When it comes to retirement savings, millennials are getting a lot of things right.

As a group, almost 60% of them are already saving for retirement—and they started when they were 25. Almost 40% of them already know how much money they’ll need when they retire. They also know how old they’ll be when they reach that milestone. With a strong and early start, millennials have a great chance of reaching their retirement dreams.

You’d think millennials are doing everything right. And for the most part, they’re on the right track, except for one group: millionaire millennials. They’re making a mistake that is costing them money every day. And you and I can learn from it.

The Big Blunder

According to the World Wealth Report, millennial millionaires are keeping roughly a third of their money in cash or similar equivalents. Apparently, this youngest generation wants the freedom to jump on start-ups like Facebook or Snapchat before they take off—and that can be risky as a single stock!

Unfortunately, other people may be thinking, Wow! What a great idea! If this millionaire is doing this, then maybe I should be keeping more cash on hand too! Um, no. Keeping that much money in a savings account is a bad idea.

Why? Because that money isn’t working for you. It’s sitting idle, doing nothing but collecting dust and making you worry about what new start-up you need to buy in to. Yes, that money is collecting interest if it’s in a bank account, but the amount you earn in a year won’t even keep up with inflation.

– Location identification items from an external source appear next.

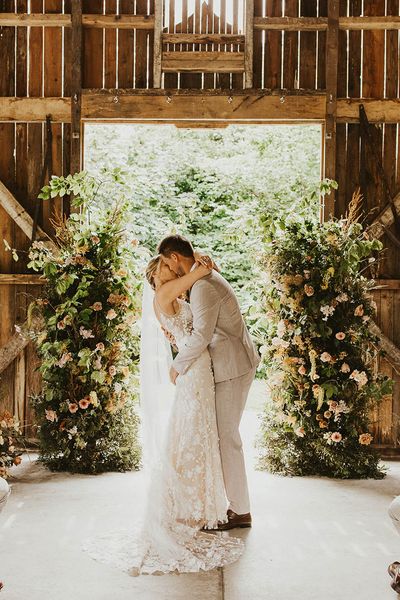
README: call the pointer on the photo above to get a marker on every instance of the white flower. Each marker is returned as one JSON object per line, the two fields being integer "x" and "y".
{"x": 51, "y": 415}
{"x": 342, "y": 297}
{"x": 85, "y": 333}
{"x": 279, "y": 342}
{"x": 281, "y": 328}
{"x": 327, "y": 311}
{"x": 359, "y": 377}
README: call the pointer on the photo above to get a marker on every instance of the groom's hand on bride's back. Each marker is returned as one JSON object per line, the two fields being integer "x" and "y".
{"x": 170, "y": 338}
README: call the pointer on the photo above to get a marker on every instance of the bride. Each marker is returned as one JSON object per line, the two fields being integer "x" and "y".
{"x": 186, "y": 494}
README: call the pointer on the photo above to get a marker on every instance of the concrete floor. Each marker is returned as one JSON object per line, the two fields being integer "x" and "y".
{"x": 312, "y": 539}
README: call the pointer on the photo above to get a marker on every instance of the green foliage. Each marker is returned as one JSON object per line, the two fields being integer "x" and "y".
{"x": 11, "y": 441}
{"x": 212, "y": 186}
{"x": 87, "y": 332}
{"x": 319, "y": 352}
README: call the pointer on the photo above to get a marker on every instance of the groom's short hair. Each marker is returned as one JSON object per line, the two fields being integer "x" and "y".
{"x": 175, "y": 243}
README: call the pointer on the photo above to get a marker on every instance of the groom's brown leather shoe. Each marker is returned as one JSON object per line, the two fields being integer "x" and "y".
{"x": 234, "y": 520}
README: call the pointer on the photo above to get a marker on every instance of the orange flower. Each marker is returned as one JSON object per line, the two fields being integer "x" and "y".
{"x": 365, "y": 439}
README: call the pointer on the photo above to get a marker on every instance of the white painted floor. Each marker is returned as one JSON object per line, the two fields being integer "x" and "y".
{"x": 312, "y": 539}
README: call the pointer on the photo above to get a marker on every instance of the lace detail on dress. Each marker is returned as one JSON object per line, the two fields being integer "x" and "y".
{"x": 186, "y": 491}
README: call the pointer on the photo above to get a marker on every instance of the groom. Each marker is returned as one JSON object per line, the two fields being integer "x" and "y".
{"x": 218, "y": 325}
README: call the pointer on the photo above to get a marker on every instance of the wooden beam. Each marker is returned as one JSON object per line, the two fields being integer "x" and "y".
{"x": 195, "y": 106}
{"x": 379, "y": 111}
{"x": 291, "y": 23}
{"x": 374, "y": 23}
{"x": 119, "y": 21}
{"x": 33, "y": 110}
{"x": 126, "y": 21}
{"x": 384, "y": 220}
{"x": 203, "y": 62}
{"x": 21, "y": 279}
{"x": 34, "y": 20}
{"x": 388, "y": 284}
{"x": 76, "y": 87}
{"x": 331, "y": 62}
{"x": 157, "y": 45}
{"x": 249, "y": 45}
{"x": 12, "y": 349}
{"x": 22, "y": 218}
{"x": 88, "y": 20}
{"x": 321, "y": 23}
{"x": 202, "y": 38}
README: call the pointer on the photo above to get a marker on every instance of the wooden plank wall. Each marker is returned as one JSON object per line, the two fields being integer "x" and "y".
{"x": 36, "y": 63}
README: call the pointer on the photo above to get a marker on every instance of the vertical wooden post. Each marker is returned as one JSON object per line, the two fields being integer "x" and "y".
{"x": 76, "y": 85}
{"x": 248, "y": 48}
{"x": 157, "y": 43}
{"x": 332, "y": 38}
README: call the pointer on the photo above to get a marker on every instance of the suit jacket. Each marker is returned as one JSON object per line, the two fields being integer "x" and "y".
{"x": 218, "y": 325}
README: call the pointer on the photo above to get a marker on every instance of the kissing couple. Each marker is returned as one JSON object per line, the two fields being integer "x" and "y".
{"x": 197, "y": 485}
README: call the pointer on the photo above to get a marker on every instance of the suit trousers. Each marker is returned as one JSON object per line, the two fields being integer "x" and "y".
{"x": 230, "y": 399}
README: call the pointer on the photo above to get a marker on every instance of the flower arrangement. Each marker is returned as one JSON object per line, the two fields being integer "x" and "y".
{"x": 86, "y": 329}
{"x": 319, "y": 353}
{"x": 10, "y": 443}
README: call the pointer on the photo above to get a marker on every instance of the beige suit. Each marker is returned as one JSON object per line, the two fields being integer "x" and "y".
{"x": 218, "y": 325}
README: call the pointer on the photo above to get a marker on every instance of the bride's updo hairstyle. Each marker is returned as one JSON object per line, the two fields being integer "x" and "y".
{"x": 151, "y": 270}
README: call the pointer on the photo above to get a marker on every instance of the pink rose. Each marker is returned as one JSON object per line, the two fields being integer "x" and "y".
{"x": 309, "y": 290}
{"x": 97, "y": 306}
{"x": 365, "y": 439}
{"x": 359, "y": 310}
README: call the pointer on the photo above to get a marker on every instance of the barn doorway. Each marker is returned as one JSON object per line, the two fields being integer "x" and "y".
{"x": 210, "y": 185}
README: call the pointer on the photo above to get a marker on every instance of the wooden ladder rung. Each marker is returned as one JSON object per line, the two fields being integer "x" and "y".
{"x": 203, "y": 62}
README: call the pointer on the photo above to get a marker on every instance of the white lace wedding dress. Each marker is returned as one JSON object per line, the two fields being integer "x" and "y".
{"x": 186, "y": 491}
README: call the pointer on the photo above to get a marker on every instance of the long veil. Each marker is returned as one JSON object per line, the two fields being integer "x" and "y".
{"x": 156, "y": 391}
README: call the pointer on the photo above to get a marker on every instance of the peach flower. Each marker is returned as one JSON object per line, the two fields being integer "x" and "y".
{"x": 97, "y": 306}
{"x": 309, "y": 290}
{"x": 359, "y": 310}
{"x": 365, "y": 439}
{"x": 84, "y": 403}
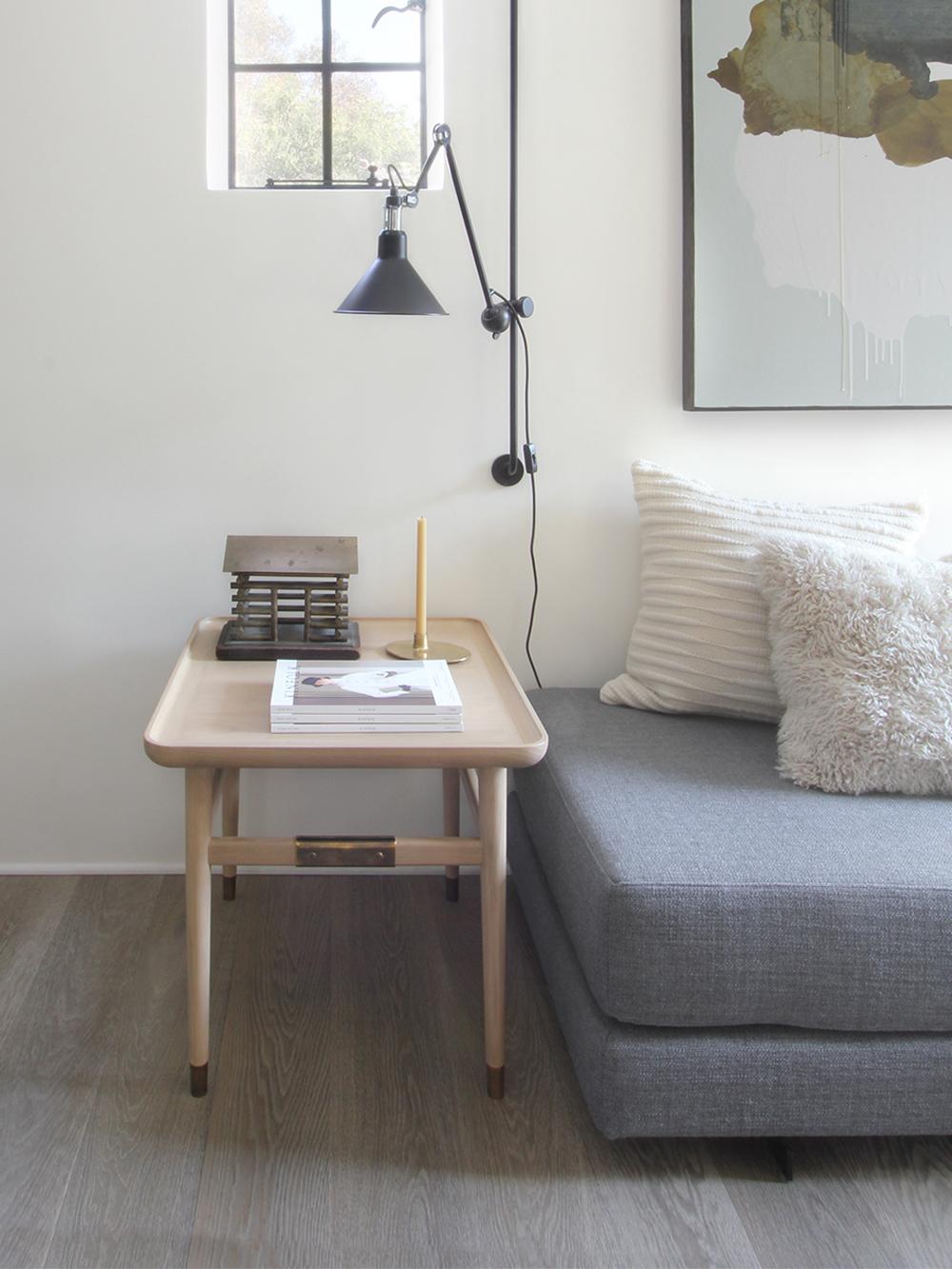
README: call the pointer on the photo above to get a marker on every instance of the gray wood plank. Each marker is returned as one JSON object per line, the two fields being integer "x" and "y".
{"x": 53, "y": 1052}
{"x": 352, "y": 1124}
{"x": 815, "y": 1221}
{"x": 132, "y": 1191}
{"x": 30, "y": 910}
{"x": 347, "y": 1122}
{"x": 266, "y": 1176}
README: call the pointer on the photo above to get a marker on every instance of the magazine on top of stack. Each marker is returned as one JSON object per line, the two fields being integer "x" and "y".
{"x": 367, "y": 696}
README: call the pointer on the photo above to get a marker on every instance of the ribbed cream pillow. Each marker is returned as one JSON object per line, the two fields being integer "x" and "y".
{"x": 700, "y": 641}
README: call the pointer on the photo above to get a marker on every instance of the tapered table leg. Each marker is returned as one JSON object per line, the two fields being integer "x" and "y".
{"x": 451, "y": 827}
{"x": 493, "y": 895}
{"x": 198, "y": 919}
{"x": 230, "y": 803}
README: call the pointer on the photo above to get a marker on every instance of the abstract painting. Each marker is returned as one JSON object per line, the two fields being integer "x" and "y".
{"x": 818, "y": 176}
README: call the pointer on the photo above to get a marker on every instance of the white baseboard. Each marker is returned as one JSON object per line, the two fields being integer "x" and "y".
{"x": 113, "y": 869}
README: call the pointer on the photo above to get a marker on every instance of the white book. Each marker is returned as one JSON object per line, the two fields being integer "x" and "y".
{"x": 345, "y": 727}
{"x": 383, "y": 689}
{"x": 366, "y": 716}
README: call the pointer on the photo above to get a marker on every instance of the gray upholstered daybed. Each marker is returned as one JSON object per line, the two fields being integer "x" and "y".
{"x": 729, "y": 953}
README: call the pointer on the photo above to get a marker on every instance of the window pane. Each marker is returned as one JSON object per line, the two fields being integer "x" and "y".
{"x": 278, "y": 30}
{"x": 277, "y": 127}
{"x": 376, "y": 121}
{"x": 395, "y": 38}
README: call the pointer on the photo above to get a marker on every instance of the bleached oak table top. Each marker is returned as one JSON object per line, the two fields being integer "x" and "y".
{"x": 216, "y": 713}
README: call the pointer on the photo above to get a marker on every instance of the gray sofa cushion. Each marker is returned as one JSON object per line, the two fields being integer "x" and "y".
{"x": 730, "y": 1081}
{"x": 700, "y": 890}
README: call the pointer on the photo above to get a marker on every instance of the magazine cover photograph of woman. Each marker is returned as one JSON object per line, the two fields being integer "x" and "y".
{"x": 406, "y": 685}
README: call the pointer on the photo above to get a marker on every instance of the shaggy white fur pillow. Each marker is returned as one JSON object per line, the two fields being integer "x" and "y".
{"x": 700, "y": 637}
{"x": 861, "y": 648}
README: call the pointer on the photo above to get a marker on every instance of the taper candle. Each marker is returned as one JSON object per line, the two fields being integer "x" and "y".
{"x": 421, "y": 636}
{"x": 421, "y": 648}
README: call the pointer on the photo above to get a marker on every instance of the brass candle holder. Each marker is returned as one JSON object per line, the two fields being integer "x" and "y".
{"x": 419, "y": 648}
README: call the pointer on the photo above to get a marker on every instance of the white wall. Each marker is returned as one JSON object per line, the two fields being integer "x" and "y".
{"x": 171, "y": 372}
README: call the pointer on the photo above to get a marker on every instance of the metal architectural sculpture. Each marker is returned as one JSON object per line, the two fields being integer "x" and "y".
{"x": 289, "y": 599}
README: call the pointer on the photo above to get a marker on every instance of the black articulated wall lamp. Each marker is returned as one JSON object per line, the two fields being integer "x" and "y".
{"x": 392, "y": 286}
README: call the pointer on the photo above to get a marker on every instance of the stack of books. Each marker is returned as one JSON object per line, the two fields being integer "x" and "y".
{"x": 366, "y": 696}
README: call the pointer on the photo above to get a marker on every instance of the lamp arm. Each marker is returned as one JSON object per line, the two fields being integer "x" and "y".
{"x": 495, "y": 315}
{"x": 467, "y": 224}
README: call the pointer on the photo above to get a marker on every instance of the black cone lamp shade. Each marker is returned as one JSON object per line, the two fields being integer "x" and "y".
{"x": 391, "y": 285}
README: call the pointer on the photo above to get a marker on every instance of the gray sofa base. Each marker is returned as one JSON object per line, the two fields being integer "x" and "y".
{"x": 731, "y": 1081}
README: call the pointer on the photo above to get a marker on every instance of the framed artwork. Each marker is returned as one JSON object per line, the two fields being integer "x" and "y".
{"x": 818, "y": 203}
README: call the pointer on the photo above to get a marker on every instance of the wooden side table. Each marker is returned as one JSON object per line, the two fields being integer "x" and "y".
{"x": 213, "y": 720}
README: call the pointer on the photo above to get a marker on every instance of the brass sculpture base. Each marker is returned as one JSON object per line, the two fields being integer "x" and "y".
{"x": 407, "y": 650}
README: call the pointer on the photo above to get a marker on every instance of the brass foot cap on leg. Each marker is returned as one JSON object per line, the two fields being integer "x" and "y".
{"x": 495, "y": 1081}
{"x": 198, "y": 1081}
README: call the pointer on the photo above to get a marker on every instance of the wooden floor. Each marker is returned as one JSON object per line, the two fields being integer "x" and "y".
{"x": 347, "y": 1123}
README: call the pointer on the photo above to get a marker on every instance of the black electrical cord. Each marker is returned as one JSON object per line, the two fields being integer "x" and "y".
{"x": 529, "y": 469}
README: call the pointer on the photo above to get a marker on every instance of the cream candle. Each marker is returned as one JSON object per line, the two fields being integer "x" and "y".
{"x": 421, "y": 636}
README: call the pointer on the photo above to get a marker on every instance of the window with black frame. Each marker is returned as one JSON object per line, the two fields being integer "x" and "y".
{"x": 323, "y": 94}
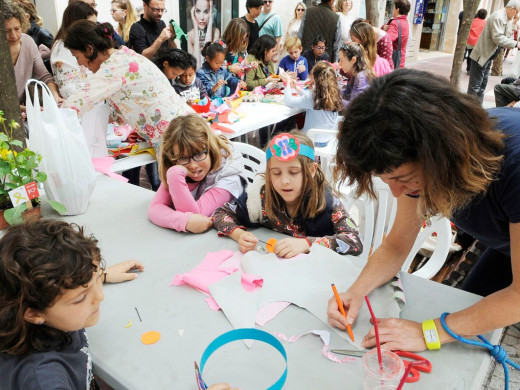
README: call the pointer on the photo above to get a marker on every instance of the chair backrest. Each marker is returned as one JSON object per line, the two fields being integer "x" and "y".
{"x": 376, "y": 217}
{"x": 254, "y": 159}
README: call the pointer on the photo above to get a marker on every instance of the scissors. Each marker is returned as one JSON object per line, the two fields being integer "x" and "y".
{"x": 414, "y": 375}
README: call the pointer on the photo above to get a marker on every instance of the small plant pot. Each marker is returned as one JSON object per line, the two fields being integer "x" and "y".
{"x": 28, "y": 215}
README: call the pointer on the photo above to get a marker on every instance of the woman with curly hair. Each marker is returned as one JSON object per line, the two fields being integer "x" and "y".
{"x": 440, "y": 153}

The Solution for All of Us

What should you and I be doing with that money? First, you need to make sure you’ve set aside 3–6 months’ worth of living expenses as your emergency fund. Then invest 15% of your household income in investments.

Leave your investments alone and let time and compound interest do the rest of the work. Then, as you get closer to retirement, you will need to work with an investing professional to protect that wealth.

Learn why you need an emergency fund.

Here’s the difference between leaving your money in a savings account versus an investment account:

Savings Account Growth

$100,000 at 0.06% compound interest (the average rate) + 10 years = $600 in growth

Investment Account Growth

$100,000 at 8% compound interest + 10 years = more than $115,000 in growth

That’s the difference between a savings account and an investment account. The numbers speak for themselves.

Think Smarter Than the Media

I get it. The media lifts up these millennial moguls as the role models you should be following, but those stories are the exception, not the rule. The bulk of America’s millionaires didn’t buy a start-up or invent an app. They don’t live in Silicon Valley. In fact, they probably live in your neighborhood.

These quiet wealth-earners worked hard, stayed out of debt, made sacrifices, and kept their eye on the ball. They didn’t get distracted by a flashy “investment opportunity” (which is another way of saying “money scam”). They didn’t give in to the pressure to live up to our culture’s perception of wealth and success. They certainly didn’t keep a third of their money in cash. They understood that building wealth is a marathon, not a sprint.

Those millionaires next door are the real role models. We can all learn a lot from them.